Props | Op-Ed
Every prop has power. It draws attention to itself, weather you want it to or not. It can be endowed with complex characteristics and bring your piece to life; acting as your pas de deux partner. Dance and drama in our context (ex. church, street evangelism, camp ministry…) often means doing our best to drive home the message as clearly as possible, as quickly as possible. But… just because the lyrics/script mention a prop, does not mean we need to physically have it on stage. Often when I see a prop being used it almost immediately gets tossed aside where the audience, of course, stares at its lonely shell on the floor until it’s touched again; usually to be removed at the end of the piece.
Audiences love to feel smart…
1+ ? =2 … more interesting
Allow your audience to figure something out, even if it seems simple to you. Think, how else can I explore this concept without spoon-feeding my audience?

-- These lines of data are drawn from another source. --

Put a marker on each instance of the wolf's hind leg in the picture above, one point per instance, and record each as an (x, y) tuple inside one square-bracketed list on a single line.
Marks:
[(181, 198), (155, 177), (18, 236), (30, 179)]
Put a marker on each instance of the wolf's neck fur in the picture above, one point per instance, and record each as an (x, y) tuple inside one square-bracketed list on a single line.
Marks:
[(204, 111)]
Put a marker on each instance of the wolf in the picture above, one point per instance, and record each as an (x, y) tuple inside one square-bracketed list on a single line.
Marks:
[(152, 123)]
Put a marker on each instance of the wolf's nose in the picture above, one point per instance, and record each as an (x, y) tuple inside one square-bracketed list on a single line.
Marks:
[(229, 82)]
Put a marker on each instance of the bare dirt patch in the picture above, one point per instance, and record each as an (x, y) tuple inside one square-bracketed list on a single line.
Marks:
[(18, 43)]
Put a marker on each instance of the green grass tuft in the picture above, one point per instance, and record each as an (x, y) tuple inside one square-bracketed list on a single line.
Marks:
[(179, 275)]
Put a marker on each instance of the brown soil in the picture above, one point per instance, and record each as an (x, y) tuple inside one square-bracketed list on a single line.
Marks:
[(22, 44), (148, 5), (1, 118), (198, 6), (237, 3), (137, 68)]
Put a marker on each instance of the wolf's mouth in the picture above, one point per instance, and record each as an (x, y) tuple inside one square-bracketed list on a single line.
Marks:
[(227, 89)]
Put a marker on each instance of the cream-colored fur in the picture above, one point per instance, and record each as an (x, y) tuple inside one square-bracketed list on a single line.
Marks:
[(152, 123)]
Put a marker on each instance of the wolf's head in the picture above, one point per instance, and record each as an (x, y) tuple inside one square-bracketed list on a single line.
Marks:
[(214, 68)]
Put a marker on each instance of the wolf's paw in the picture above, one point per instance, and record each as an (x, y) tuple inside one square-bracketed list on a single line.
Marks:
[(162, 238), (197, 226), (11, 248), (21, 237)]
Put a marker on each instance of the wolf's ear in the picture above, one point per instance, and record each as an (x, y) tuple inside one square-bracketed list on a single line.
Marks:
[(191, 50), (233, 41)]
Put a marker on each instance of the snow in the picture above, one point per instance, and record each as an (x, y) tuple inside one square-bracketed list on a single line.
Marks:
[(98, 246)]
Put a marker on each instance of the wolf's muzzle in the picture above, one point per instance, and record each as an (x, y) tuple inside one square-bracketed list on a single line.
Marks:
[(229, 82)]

In dance, if your song mentions a journal; be the journal. Be the pages turning. Be the writer. Be the letters on the page. There is a plethora of creative solutions outside of having the physical item in your hands. Do we really need to see the item to believe that it’s there? Could it be even more powerful to imply it, rather than display it? Remember, a prop can be limiting to movement if you’re not thinking outside the box. Can I still turn with this or do I feel stuck here, just showing the audience something I have?
In drama, if your script calls for a prop or set piece, take another read-over the script and imagine the whole thing without any props at all. Ask yourself, is it necessary? Could the prop be a potential distraction if it’s only used for a moment? Will the piece still carry a clear message without it? Filling a set with beautiful props and never having your characters interact with them can be torture to an audience. Remember, actors love to have something to do with their hands and it often makes them look much more natural! If you’re going to the trouble of gathering accurate-looking items to dress your stage, get all the use out of them you can!
We want to take the audience on a journey, revealing a perspective they might not have seen without an artist’s interpretation.
I would challenge prop-enthusiasts to use their selected item in every way imaginable:
The journal is now something to sit on.
It’s a stepping-stone.
It’s a hat, or shelter from the rain above your head.
Its pages can be torn out and thrown.
It can make sound (and a statement) when it closes, or when it’s dropped.
It’s another character altogether, representing something or someone in the piece who needs a physical presence on stage. Now suddenly, you are not alone; there are two of you. And a duet is a different dance altogether.